Today I'm extending that ADHD-injury risk work to include the findings reported by Judit Balázs and colleagues [1] who concluded that: "ADHD symptoms are associated with an increased risk of NSSI [non-suicidal self-injury] in adolescents." Further that: "the symptoms of affective disorders and alcohol abuse/dependence psychotic symptoms" seem to be important 'mediators' of that risk of NSSI in the context of ADHD symptoms.

Based on the examination of adolescents who "were inpatients in the Vadaskert Child and Adolescent Psychiatric Hospital and Outpatient Clinic, Budapest, Hungary between 25.02.2015 and 09.05.2016", researchers reported that some 50 adolescents met the full criteria for ADHD and a further 70-odd "showed symptoms of ADHD at the subthreshold level." They employed the "Hungarian version of the modified Mini International Neuropsychiatric Interview Kid" to assess for various psychiatric symptoms, alongside the Deliberate Self-Harm Inventory (DSHI) to provide details on self-injury and some further questioning on suicidality. The aim was to investigate rates of NSSI in their cohort but also "how the symptoms of comorbid psychiatric conditions influence this [relationship], and whether there is a difference between girls and boys at this age."

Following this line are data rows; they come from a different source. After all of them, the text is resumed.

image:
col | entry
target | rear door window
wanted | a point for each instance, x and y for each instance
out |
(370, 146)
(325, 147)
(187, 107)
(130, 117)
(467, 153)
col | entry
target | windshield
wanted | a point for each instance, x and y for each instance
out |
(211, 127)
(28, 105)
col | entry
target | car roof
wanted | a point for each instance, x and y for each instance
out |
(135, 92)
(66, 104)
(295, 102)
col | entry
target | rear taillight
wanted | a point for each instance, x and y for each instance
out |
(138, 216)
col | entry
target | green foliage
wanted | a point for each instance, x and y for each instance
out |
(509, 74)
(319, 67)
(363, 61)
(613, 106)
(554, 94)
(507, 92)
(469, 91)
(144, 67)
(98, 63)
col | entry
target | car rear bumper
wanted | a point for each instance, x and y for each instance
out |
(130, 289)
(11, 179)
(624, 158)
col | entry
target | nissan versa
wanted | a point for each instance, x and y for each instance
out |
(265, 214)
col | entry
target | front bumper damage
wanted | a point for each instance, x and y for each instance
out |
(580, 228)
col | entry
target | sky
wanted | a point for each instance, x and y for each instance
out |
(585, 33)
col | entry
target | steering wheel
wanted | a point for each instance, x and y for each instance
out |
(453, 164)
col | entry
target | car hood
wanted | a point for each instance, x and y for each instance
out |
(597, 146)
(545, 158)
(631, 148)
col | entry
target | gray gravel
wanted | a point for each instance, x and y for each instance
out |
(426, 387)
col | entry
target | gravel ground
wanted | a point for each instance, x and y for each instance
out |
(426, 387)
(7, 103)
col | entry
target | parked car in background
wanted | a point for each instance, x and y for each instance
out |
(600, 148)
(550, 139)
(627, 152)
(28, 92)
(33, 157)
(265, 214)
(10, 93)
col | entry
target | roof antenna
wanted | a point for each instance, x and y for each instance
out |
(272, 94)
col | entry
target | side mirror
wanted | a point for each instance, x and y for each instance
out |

Results: alongside the finding that at the very least, ADHD or ADHD symptoms are not protective against non-suicidal self-injury (NSSI), authors also observed that "people with ADHD have a higher risk than those without of developing comorbid psychiatric problems, both externalizing and internalizing ones" and "there is no direct association between the symptoms of ADHD and the prevalence of NSSI in a clinical sample of adolescents in any sex." On that last point, authors further opine that: "Comorbidities fully mediate the association between these conditions." In other words, clinicians should be screening for various psychiatric comorbidities - major depressive episode, dysthymic disorder, hypo/manic episode, psychotic disorders, substance-related dependence/abuse - and treating said comorbidities to potentially offset the risk of NSSI appearing alongside ADHD or subclinical ADHD.

In these days of ESSENCE - Early Symptomatic Syndromes Eliciting Neurodevelopmental Clinical Examinations - where the rule seems to be that various labels do not appear in some sort of diagnostic vacuum (see here for example), the Balázs findings fit well. The implication being that before grand associations are made on the basis of one variable = one condition/label/diagnosis (see here for example), one should perhaps consider a wider clinical picture. Indeed, to further extend the Balázs findings talking about NSSI, and based on the idea that autism and ADHD seem to be an important clinical combination (see here), I would perhaps encourage a greater depth of screening in future research (see here). That also might apply to the delicate issue of suicidality too (see here)...


[1] Balázs J. et al. Attention-deficit hyperactivity disorder and nonsuicidal self-injury in a clinical sample of adolescents: the role of comorbidities and gender. BMC Psychiatry. 2018; 18:34.